La conférence de presse précédant leur 118e congrès a été l’occasion pour les Notaires de France de présenter leurs propositions. Ces dernières visent à adapter la législation aux évolutions sociétales et aux attentes des citoyens, que ce soit en matière immobilière, dans la vie de leur entreprise ou de leur famille. Ces pistes seront par la suite débattues et soumises au vote de la profession lors de la grand-messe qui aura lieu à Marseille du 12 au 14 octobre prochains.

 

 



Les Notaires de France appellent à distinguer les professionnels des particuliers

La première proposition concerne la vente d’immeubles, et notamment la définition de « professionnel de l’immobilier ». Il n’existe actuellement aucune différence dans la législation entre un professionnel et un non-professionnel de l’immobilier. De plus, cette notion peut désigner soit une personne morale au sens du Code de la consommation, soit une personne physique au sens du Code de la construction et de l’habitation. Ainsi, les Notaires de France préconisent d’établir une définition claire, qui serait utile notamment dans le cas où un vendeur-bricoleur serait transparent sur les travaux réalisés et les délivrerait par écrit, car il pourrait, en qualité de non-professionnel, s’exonérer de la garantie des vices cachés.

Le vendeur est tenu de prévenir l’acquéreur lorsqu’une activité présentant un risque pour l’environnement a eu lieu sur le terrain vendu, mais surtout de l’informer des dangers ou des inconvénients que cela entraîne, d’après le Code de l’environnement. Pourtant, quelle que soit la bonne foi du vendeur, le texte ne distingue pas de différence entre le vendeur dont l’activité a été à l’origine d’une pollution, et celui qui ne connaît pas le passé industriel du bien ou les dangers dus à l’exploitation. Ce dernier est soumis aux mêmes sanctions qui peuvent être très lourdes. Les notaires proposent donc de tenir compte de la qualité du vendeur, qu’il soit sachant ou non, ancien exploitant, simple particulier…
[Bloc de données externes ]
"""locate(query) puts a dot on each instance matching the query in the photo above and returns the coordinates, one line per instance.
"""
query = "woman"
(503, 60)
Les Notaires de France recommandent en outre de prendre en compte la qualité de l’acquéreur en VEFA (vente en l’état du futur achèvement), car ils ont pour vocation de protéger le non sachant qui souhaite acheter en amont, bien que « la vente sur plan emporte son lot d’aléas et de risques […], faillite du promoteur, risque de retard dans la livraison, risque de malfaçon, mais aussi risques de sinistres ».
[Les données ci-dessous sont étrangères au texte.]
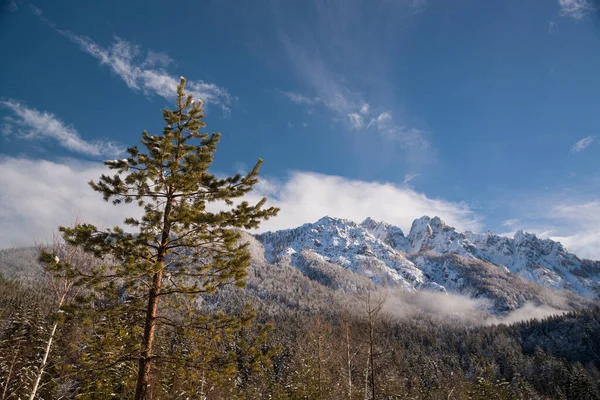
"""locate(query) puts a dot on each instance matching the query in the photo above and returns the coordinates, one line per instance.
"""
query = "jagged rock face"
(381, 252)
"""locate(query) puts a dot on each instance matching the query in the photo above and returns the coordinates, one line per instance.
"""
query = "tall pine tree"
(181, 246)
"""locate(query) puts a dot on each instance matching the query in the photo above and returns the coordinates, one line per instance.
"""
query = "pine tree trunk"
(143, 381)
(145, 362)
(349, 362)
(9, 375)
(371, 358)
(44, 361)
(38, 378)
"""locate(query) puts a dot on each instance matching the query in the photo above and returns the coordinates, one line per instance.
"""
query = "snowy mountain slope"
(418, 261)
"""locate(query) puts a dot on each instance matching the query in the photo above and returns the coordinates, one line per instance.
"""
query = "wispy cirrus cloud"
(582, 144)
(575, 9)
(31, 124)
(357, 93)
(299, 98)
(142, 70)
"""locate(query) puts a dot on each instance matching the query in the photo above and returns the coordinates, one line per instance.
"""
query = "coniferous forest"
(157, 309)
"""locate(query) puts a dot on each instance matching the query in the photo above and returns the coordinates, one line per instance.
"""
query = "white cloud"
(511, 222)
(39, 195)
(582, 144)
(583, 218)
(410, 177)
(575, 9)
(355, 120)
(306, 197)
(143, 72)
(28, 123)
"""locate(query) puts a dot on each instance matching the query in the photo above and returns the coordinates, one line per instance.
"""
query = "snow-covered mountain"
(435, 256)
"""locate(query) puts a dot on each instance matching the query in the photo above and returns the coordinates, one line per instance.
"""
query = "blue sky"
(486, 113)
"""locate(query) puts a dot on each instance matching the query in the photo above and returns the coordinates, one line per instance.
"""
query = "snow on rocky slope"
(435, 256)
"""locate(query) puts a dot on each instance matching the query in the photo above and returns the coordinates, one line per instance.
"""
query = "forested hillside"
(299, 352)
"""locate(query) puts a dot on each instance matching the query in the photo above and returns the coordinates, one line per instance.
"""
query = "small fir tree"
(182, 248)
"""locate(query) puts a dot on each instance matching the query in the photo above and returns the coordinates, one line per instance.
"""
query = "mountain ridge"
(383, 253)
Les notaires s’inquiètent de voir se développer des types de logements particuliers dans les résidences, avec souvent un bail commercial. Les tribunaux ont une acception très large de la définition, c’est pour cela que beaucoup sont des investisseurs et non pas des acquéreurs. Ils proposent ainsi que le texte tienne compte du statut de l’acquéreur ou du mode d’occupation du logement en question, et ainsi réserver la protection prévue dans le cadre des ventes sur plans au seul non-professionnel de l’investissement immobilier.

 


 

L’achat d’un immeuble doit se distinguer de l’achat d’un meuble

En France, les contrats sont consensuels par principe, ce qui consiste à appliquer la parole donnée quand les deux parties sont tombés d’accord. Les notaires constatent une situation de décalage avec les textes existants et les pratiques. En effet, les textes imposent une formalisation des contrats de vente. Le consensualisme en termes d’immeuble pose problème, car les clients n’en ont pas toujours conscience. Régulièrement, ils ignorent que les écrits qu’ils peuvent échanger entraînent un contrat de vente, ce qui est source de contentieux.
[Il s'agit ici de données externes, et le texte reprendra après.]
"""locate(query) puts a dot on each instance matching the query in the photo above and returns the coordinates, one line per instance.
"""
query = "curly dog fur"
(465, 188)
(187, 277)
Cependant, les notaires estiment qu’on ne peut considérer la vente d’un immeuble comme comparable à la vente d’un bien mobilier ; la vente devant être formalisée par écrit pour la bonne compréhension des parties. Il faut un acte écrit et être certain que les parties ont compris leurs engagements, et c’est là le rôle du notaire. L’objectif est d’écarter le consensualisme en matière d’immeuble. La vente ne peut être formée que lorsqu’un acte est reçu devant le notaire. La profession propose donc de repousser la formation du contrat de vente portant sur un immeuble à la signature d’un acte authentique.

 



 

Entreprise : vers une nouvelle forme sociale ?

Après avoir suivi le parcours de chef d’entreprise de la création à la transmission, les notaires ont fait le constat qu’en France, il existe deux formes sociales de société particulièrement populaires : la SAS et la SARL, dans 97 % des cas. Les notaires se sont cependant rendu compte que le choix entre les deux structures, souvent fait par défaut, n’est pas si simple. Depuis bientôt 25 ans, aucune nouvelle forme sociale n’a été créée, alors que les attentes des entrepreneurs et des entreprises ont changé. Ainsi, les Notaires de France proposent de créer une nouvelle forme sociale : la société libre. Le client pourrait choisir à la carte ce qui lui convient, avec un cadre préexistant mais adaptable, qui permettra de choisir tous les paramètres. Cet outil serait à la disposition des TPE, PME et ETI, mais aussi des grands groupes.

Autre sujet sur le tapis : les entreprises ayant un impact sur leur environnement, elles doivent donc prendre en compte l’environnement sociétal et environnemental. Pour cela, les Notaires de France proposent de créer un certificat de conformité juridique et éthique. Selon eux, une entreprise doit être en capacité de prouver qu’elle a mis en place un process avec des objectifs à respecter, au même titre qu’une norme particulière ; elle sera sûrement amenée à démontrer sa réalisation.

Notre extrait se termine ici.